Ob man nun in Bezug auf die Operationsvorbereitung von einer Mitwirkungsverpflichtung oder einer bloßen Mitwirkungsobliegenheit des Patienten ausgeht, ist im vorliegenden Fall nicht relevant. Entscheidend ist, dass die Klägerin bei der unabdingbaren Vorbereitung der Operation nicht anwesend und für das Krankenhauspersonal trotz intensiver Versuche nicht erreichbar war, sodass die für den nächsten Tag geplante mehrstündige Operation nicht vorbereitet und daher auch nicht durchgeführt werden konnte. Dass die Beklagte nicht bereit war, die Operation der Klägerin ohne vorhergehende Visite, ohne ausführliche Aufklärung und ohne erforderliche Anzeichnung des Operationsbereichs vorzunehmen, kann der Beklagten nicht vorgeworfen werden. In diesem Zusammenhang genügt der Hinweis, dass der mit dem Träger eines Krankenhauses abgeschlossene Behandlungsvertrag auch die Pflicht umfasst, den Patienten über die möglichen Gefahren und schädlichen Folgen der Behandlung zu unterrichten. Die Beurteilung der Vorinstanzen, dass der Beklagten auch nicht die Abwesenheit der Klägerin von der Vorbereitung der Operation angelastet werden könne, ist nach der Lage des Falls vertretbar.
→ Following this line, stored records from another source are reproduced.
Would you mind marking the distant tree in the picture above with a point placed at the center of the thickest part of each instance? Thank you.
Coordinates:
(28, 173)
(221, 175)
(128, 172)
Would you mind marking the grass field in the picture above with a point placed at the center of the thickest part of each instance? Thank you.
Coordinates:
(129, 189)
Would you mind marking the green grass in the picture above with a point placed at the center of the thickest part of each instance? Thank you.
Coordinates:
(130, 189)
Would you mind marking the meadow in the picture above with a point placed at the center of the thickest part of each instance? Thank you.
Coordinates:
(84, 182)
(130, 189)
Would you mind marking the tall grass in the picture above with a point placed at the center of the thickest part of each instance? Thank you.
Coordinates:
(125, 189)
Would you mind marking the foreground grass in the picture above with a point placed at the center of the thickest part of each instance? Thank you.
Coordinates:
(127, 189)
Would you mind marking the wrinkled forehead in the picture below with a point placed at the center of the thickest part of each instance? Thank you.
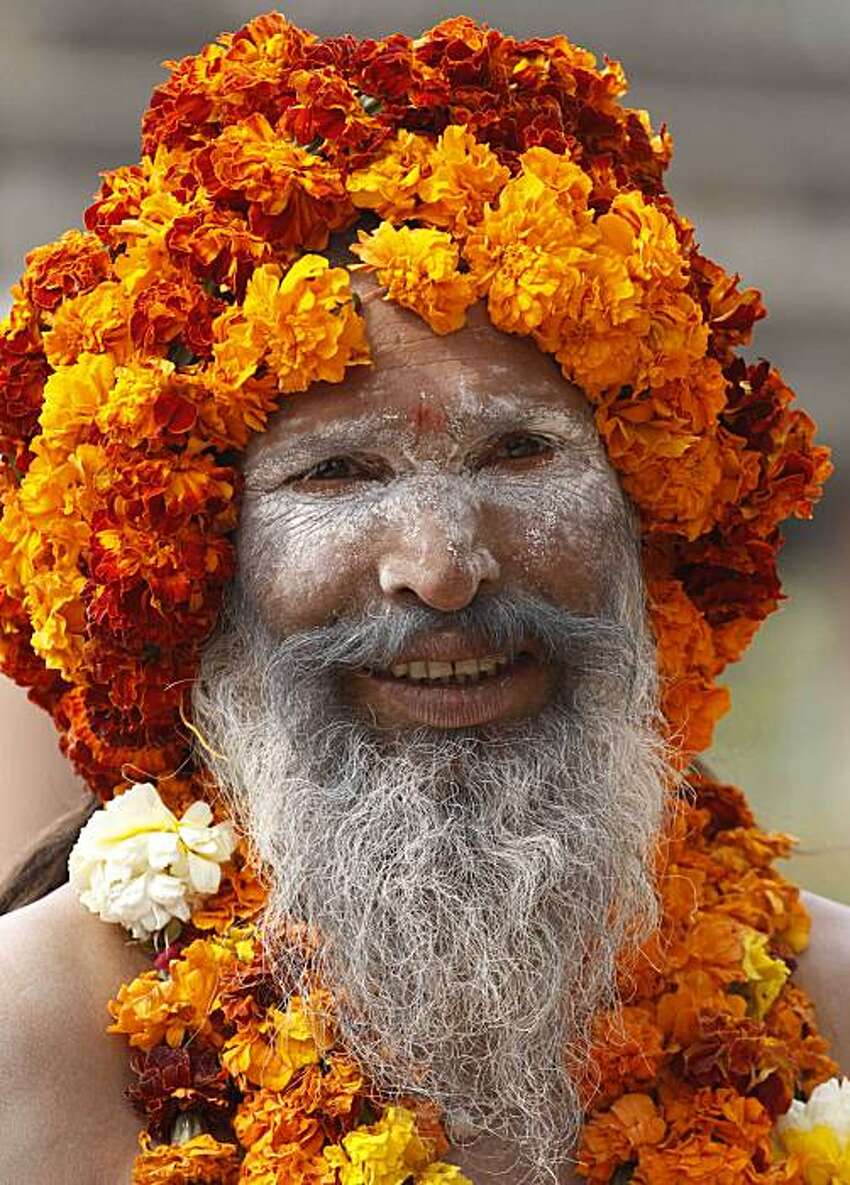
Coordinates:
(449, 389)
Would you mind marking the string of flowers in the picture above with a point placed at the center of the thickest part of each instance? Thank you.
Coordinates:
(139, 357)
Die Klägerin machte in erster Instanz gar nicht geltend, dass sie im Zuge der von ihr behaupteten „Abmeldung“ habe erkennen lassen, dass sie vorhabe, für mehrere Stunden abwesend zu sein, woraus sich ein Versäumen der Operationsvorbereitung ergeben könne.

 

Der Behandlungsvertrag zwischen Patienten und Krankenhaus ist ein gemischter Vertrag sui generis, der auch Elemente eines Werkvertrags enthalten kann. Vor dem Hintergrund, dass die Operation der Klägerin ohne gehörige Vorbereitung nicht wie geplant durchgeführt werden konnte, erübrigen sich weitere rechtliche Überlegungen, ob der Behandlungsvertrag nach dem Scheitern des geplanten Operationstermins hinfällig war oder ob es eines Rücktritts einer Partei unter Nachfristsetzung bedurft hätte oder ob bei aufrechtem Behandlungsvertrag von den Parteien nur ein neuer Operationstermin zu vereinbaren gewesen wäre. Für das (mangelnde) Bestehen der auf die Verzögerung der Operation gestützten Klageforderung ist nur relevant, dass nach den Feststellungen die Operation der Klägerin an einem neuen Termin im Krankenhaus der Beklagten aus terminlichen Gründen nicht vor der von der Klägerin in einem anderen Krankenhaus vorgenommenen Operation hätte durchgeführt werden können. Da die ursprünglich geplante Operation infolge Abwesenheit der Klägerin von der Operationsvorbereitung nicht durchführbar war, ohne dass dies der Beklagten nach der Lage des Falls angelastet werden kann, können der Beklagten auch nicht die aus der Verschiebung der Operation resultierenden Schmerzen und finanziellen Aufwendungen der Klägerin als ersatzfähiger Schaden zugerechnet werden.